Kadınların mebusluk propagandasının kısa tarihçesi
Osmanlı döneminden beri siyaset yapma mücadelesi veren Nezihe Muhiddin ve beraberindeki kadınlar, 15 Haziran 1923’te “Kadınlar Halk Fırkası” adlı partinin kuruluşu için İçişleri Bakanlığı’na başvurmuştu. Ardından “Kadınlar mebus olmak istiyor” şeklindeki haberler ardı sıra basında yer aldı. Bakanlığın uzunca süren sessizliğinden sonra, hükümet “kadınların seçme ve seçilme hakkı olmadığı” gerekçesiyle partinin kurulmasına izin vermedi. Basında konuya ilişkin “bazı düşünceler nedeniyle uygun bulunmadığı” yazıldı. Bu “düşüncelerin” ne olduğu konusu hiçbir zaman açıklanmadıysa da parti tüzüğünün siyasi hakları ima eden 2. maddesi, belediye seçimlerinde aday olunmasını öneren 3. maddesi ve “kadınların savaş halinde askerlik yapmasını” öneren 8. maddesinin çok “taşkın” bulunduğu söyleniyordu. Diğer yandan kuruluş faaliyetleri devam eden Cumhuriyet Halk Fırkası sebebiyle “halk fırkası” adının bir kadın kuruluşu tarafından kullanılması “bölücü” olarak görüldü.
Nezihe Muhiddin ve arkadaşları, “taşkın” maddeleri değiştirdiler. 1924’te Kadın Birliği adlı örgütü kurdular. Parti tüzüğünün 3. maddesinde “ Kadın birliğinin siyasetle alakası yoktur” yazıyordu. Birlik, uzunca bir süre kimsesiz çocuklara, yoksul kadınlara yardım etmek, ekmek ve iş olanağı sağlamak gibi “hayırseverlik” işleriyle uğraştı. Anlaşılan şu ki seslerini kısmakla iyi etmişlerdi, çünkü tam bu sıralarda İstiklal Mahkemeleri’nin darağacına gönderdiği insanların feryatları yükseliyordu.

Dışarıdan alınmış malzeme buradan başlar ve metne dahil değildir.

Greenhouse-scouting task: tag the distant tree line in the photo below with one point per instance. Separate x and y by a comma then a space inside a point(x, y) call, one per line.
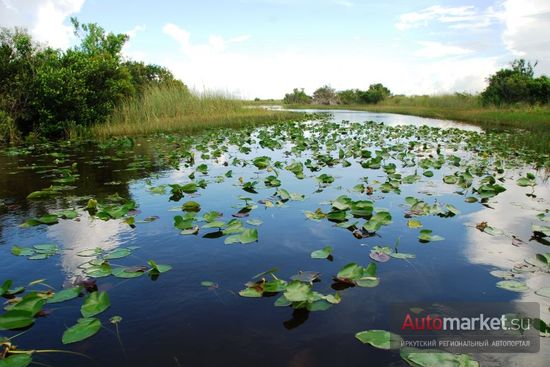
point(45, 91)
point(517, 84)
point(514, 85)
point(327, 95)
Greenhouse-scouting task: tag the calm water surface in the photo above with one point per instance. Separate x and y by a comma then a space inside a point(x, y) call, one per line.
point(174, 321)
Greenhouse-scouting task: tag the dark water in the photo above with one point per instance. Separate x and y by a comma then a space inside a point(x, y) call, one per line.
point(174, 321)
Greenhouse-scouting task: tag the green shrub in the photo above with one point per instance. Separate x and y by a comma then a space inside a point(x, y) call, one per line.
point(298, 96)
point(51, 92)
point(516, 85)
point(8, 131)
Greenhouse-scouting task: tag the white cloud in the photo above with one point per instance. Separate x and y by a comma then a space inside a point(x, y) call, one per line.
point(527, 30)
point(271, 74)
point(215, 45)
point(436, 50)
point(43, 18)
point(454, 17)
point(134, 31)
point(344, 3)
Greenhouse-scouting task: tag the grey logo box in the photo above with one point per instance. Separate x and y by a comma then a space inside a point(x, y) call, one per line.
point(469, 327)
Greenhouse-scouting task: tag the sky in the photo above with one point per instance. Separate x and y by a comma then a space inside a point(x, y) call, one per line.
point(265, 48)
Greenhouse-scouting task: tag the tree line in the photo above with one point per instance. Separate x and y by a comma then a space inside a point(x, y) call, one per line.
point(46, 91)
point(516, 84)
point(327, 95)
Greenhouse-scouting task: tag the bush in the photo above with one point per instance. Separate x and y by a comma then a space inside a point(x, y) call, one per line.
point(8, 130)
point(516, 85)
point(376, 93)
point(50, 92)
point(325, 95)
point(298, 96)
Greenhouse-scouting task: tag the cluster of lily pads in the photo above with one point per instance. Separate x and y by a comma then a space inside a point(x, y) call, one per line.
point(474, 165)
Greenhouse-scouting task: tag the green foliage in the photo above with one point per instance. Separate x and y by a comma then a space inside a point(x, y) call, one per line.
point(325, 95)
point(517, 85)
point(298, 96)
point(375, 94)
point(50, 92)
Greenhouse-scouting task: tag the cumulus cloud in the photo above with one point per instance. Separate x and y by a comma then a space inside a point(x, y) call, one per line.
point(272, 74)
point(44, 19)
point(436, 49)
point(454, 17)
point(527, 26)
point(215, 45)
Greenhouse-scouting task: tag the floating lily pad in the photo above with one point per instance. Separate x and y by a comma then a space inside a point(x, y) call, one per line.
point(379, 338)
point(95, 303)
point(248, 235)
point(513, 285)
point(65, 295)
point(323, 253)
point(84, 329)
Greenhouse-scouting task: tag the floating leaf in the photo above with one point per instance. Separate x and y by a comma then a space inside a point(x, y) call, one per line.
point(379, 338)
point(16, 319)
point(65, 295)
point(512, 285)
point(16, 360)
point(95, 303)
point(84, 328)
point(323, 253)
point(158, 268)
point(248, 235)
point(427, 236)
point(413, 223)
point(544, 292)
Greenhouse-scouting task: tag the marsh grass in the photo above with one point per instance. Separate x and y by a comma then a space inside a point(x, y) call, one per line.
point(533, 122)
point(173, 109)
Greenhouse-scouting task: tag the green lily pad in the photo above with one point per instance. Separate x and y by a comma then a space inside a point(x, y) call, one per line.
point(248, 235)
point(84, 329)
point(16, 360)
point(16, 319)
point(323, 253)
point(513, 285)
point(65, 295)
point(158, 268)
point(379, 338)
point(544, 292)
point(95, 303)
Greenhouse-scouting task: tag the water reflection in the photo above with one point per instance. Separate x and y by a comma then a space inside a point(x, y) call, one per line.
point(391, 119)
point(75, 236)
point(508, 215)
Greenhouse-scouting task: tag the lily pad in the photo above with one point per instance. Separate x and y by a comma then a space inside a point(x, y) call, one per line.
point(513, 285)
point(379, 338)
point(84, 329)
point(323, 253)
point(95, 303)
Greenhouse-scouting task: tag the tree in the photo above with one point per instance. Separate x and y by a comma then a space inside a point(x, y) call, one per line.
point(325, 95)
point(146, 75)
point(48, 91)
point(349, 96)
point(298, 96)
point(375, 93)
point(516, 85)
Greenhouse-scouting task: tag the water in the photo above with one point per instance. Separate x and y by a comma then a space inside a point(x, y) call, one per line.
point(175, 321)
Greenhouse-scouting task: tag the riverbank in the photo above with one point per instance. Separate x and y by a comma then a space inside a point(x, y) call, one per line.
point(168, 109)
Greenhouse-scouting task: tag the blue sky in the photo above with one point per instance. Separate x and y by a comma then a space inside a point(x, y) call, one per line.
point(264, 48)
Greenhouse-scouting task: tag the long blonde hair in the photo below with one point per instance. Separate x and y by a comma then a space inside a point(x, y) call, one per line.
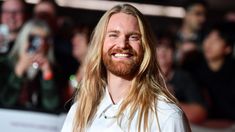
point(146, 86)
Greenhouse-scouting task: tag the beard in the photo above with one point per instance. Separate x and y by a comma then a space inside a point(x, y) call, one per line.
point(122, 68)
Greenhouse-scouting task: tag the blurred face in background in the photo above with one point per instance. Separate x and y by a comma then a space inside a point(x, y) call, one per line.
point(13, 14)
point(165, 55)
point(45, 8)
point(38, 41)
point(195, 17)
point(80, 46)
point(215, 47)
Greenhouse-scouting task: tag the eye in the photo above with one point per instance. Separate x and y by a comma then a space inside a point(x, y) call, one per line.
point(134, 37)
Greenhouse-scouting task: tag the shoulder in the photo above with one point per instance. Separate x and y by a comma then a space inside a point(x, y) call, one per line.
point(171, 117)
point(68, 123)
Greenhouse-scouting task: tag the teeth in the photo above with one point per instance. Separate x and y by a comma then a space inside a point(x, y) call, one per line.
point(120, 55)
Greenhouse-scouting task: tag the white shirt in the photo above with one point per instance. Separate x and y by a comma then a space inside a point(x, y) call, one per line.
point(170, 118)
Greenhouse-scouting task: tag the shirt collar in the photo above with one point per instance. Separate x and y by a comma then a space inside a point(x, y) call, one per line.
point(107, 104)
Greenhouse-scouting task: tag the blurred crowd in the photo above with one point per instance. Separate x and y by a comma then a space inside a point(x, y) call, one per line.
point(42, 56)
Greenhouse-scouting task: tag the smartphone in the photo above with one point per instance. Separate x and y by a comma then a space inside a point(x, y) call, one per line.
point(34, 43)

1925’te patlak veren Şeyh Said İsyanı ise kadınların siyaset yapma isteğine kulak tıkamak için yeni bir bahane olarak gösterilmişti. Dönemin Cumhuriyet Gazetesi “Türkiye’de mühim meselelerin olduğu bir zamanda hanımlarımızın mebusluk propagandası veya reklamı ile meşgul olmaları pek ciddiyetsiz” diye yazıyordu. İsyan bahanesi ile çıkarılan Takrir-i Sükûn Kanunu da etkisini göstermiş, kadınlara yönelik ciddi bir “yasaklar” uygulaması başlatılmıştı. Bu zorlamalar sonucunda 1926’da kadın birliği, Cumhuriyet Halk Fırkası’na üye olabilmek için başvuru yaptı. “Kadınların hayır işleri ile uğraşmasının daha doğru olacağı” şeklindeki açıklamalarla, yapılan başvuru kabul görmedi. Birlik içerisindeki bazı Kemalist kadınlar yeni çıkan Medeni Kanun’la “kadınlara layık olmadıkları hakların bile verildiğini” iddia ederek siyasi taleplerde ısrar edilmesini eleştirmişlerdi. Nezihe Muhiddin ve arkadaşları yılmadı, farklı şehirlerde şubeler açıp, Cumhuriyet Halk Fırkası’ndan genel seçimlere katılmak için kampanyalar başlatmak istedi, ancak teklif yine kabul edilmedi. Kadınlar bunun üzerine seçime erkek bir aday ile katılma kararı aldılar. Kendini “feminist erkek” diye tanıtan ve seçimler için bıyıklarını kesen Kenan Bey, alaylara tahammül edemeyince kadınlar bu kez adaysız kaldı. Kadınların siyaset yapma mücadelesi, Nezihe Muhiddin hakkında “birliğin kasasındaki parayı kişisel amaçlarla harcadığı” gerekçesiyle soruşturma açılması ve birlik yöneticiliğinden istifa ettirilmesiyle sona erdirildi.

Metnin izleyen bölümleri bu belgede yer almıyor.